Пока дядя Никола не привел коров, он отгонял муху, а когда дядя подошел, чабан стал помогать ему приладить боковину и принести днище. Из глаз у меня лились слезы, боль из тела постепенно уходила, и ее место занимало горе. Я плакал и время от времени прогонял муху, которая все кружила над отцом и все садилась и садилась на его успокоившееся, странно отвердевшее лицо.
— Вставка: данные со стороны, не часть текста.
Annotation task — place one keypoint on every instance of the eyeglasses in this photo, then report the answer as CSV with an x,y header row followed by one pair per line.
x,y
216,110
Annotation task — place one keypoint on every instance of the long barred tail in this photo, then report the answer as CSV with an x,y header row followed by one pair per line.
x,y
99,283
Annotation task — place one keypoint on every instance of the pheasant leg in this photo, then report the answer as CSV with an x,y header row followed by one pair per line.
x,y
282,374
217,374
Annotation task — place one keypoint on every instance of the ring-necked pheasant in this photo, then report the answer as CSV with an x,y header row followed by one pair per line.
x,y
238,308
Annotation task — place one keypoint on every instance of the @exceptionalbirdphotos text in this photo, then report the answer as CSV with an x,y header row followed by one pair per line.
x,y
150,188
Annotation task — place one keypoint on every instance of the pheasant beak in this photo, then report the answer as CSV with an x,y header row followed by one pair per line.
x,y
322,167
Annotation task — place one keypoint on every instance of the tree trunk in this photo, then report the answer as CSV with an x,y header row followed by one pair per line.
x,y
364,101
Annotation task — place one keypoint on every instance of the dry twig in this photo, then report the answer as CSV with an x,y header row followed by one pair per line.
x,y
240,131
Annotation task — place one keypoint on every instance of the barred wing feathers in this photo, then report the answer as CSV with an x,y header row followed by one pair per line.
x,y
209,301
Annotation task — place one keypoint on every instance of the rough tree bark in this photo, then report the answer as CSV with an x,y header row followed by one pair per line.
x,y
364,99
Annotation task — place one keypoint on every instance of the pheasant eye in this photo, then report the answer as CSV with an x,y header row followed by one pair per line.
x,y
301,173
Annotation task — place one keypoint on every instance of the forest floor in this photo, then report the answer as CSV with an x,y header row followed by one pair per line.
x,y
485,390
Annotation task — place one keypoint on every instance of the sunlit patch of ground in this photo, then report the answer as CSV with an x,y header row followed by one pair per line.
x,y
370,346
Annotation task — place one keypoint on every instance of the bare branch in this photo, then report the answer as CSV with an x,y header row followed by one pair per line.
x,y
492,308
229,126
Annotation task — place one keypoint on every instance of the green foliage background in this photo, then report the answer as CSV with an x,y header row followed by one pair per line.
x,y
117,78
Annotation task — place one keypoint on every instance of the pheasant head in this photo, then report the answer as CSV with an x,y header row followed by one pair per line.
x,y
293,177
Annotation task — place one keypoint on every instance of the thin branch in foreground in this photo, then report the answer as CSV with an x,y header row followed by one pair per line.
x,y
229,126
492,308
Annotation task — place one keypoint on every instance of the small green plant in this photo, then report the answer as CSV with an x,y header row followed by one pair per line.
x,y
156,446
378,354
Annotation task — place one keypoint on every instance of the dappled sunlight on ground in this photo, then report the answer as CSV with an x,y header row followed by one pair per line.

Чабан и дядя Никола принесли днище и стали приводить телегу в порядок, коровы были неспокойны, и дядя несколько раз покрикивал на них, чтоб стояли тихо. Они повернули головы и смотрели на отца своими невыразительными глазами, словно кто другой, а не они это сделали. Потом они принялись за свою жвачку, и тогда дядя Никола разозлился, схватил постромки, взял у чабана палку и стал бить их по мордам. Коровы мычали и дергались, но дядя, крепко держа постромки, изо всей силы лупил их по мордам, ругал их и матерился. «Оставь, — сказал Отченаш, — животные не виноваты!» Дядя Никола подозвал меня и велел держать постромки у коровьих морд, а они с чабаном перенесли отца и положили его на телегу. В ноги ему дядя поставил и свой мешок с подковами, перекрестился, а чабан пошел и принес упавшую косу. Пока он ее насаживал, дядя рассказывал, как он увидел, что коровы понесли, как мы вывалились из телеги, но ему и в голову не приходило, что кого-то задавило. И когда он увидел отца, то тоже удивлялся, как же это так случилось, но когда пошел за телегой — смотрит: железный штырь, который придерживает заднюю ось, свисает на целую пядь вниз. Этот штырь врезался в отца и убил его на месте, потому что колеи здесь очень глубокие, полоска земли между ними высокая, и видно, как железо не только пропороло отца, но и пропахало всю дорогу.